Probing the internal magnetism of stars using asymptotic magneto-asteroseismology

TL;DR

This paper develops a new method using asymptotic magneto-asteroseismology to probe the internal magnetic fields of stars by analyzing gravity and acoustic modes, enhancing understanding of stellar magnetism.

Contribution

It introduces a first-order perturbative approach to diagnose internal stellar magnetism through asymptotic mode analysis, expanding the tools available for stellar magnetic field studies.

Findings

Magnetic splittings of mode frequencies are explicitly derived.

Asymptotic modes can probe different magnetic field components.

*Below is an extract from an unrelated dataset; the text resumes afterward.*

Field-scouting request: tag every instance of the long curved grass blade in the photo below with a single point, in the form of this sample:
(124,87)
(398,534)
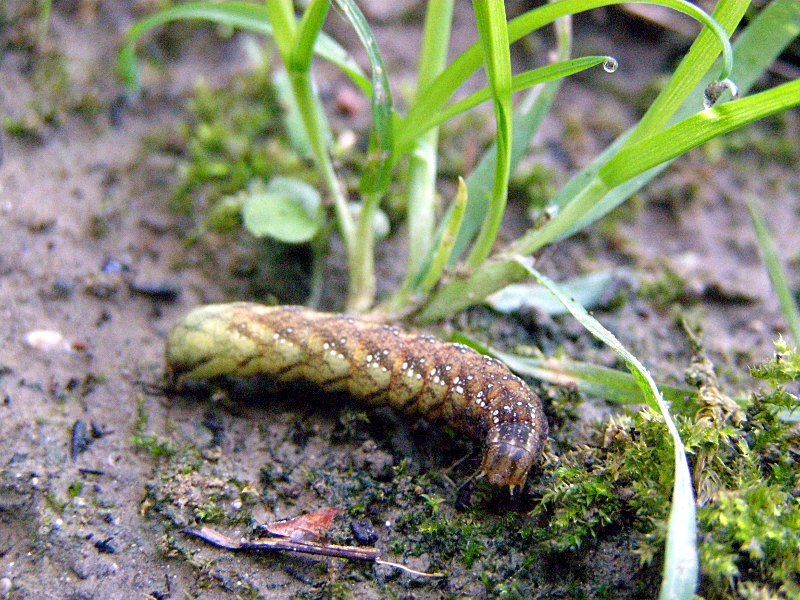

Mixed-modes enhance the potential to study internal magnetism.

Abstract

Our knowledge of the dynamics of stars has undergone a revolution thanks to the simultaneous large amount of high-quality photometric observations collected by space-based asteroseismology and ground-based high-precision spectropolarimetry. They allowed us to probe the internal rotation of stars and their surface magnetism in the whole Hertzsprung-Russell diagram. However, new methods should still be developed to probe the deep magnetic fields in those stars. Our goal is to provide seismic diagnoses that allow us to sound the internal magnetism of stars. Here, we focus on asymptotic low-frequency gravity modes and high-frequency acoustic modes. Using a first-order perturbative theory, we derive magnetic splittings of their frequencies as explicit functions of stellar parameters. As in the case of rotation, we show how asymptotic gravity and acoustic modes can allow us to probe the different components of the magnetic field in the cavities where they propagate. This demonstrates again the high potential of using mixed-modes when this is possible.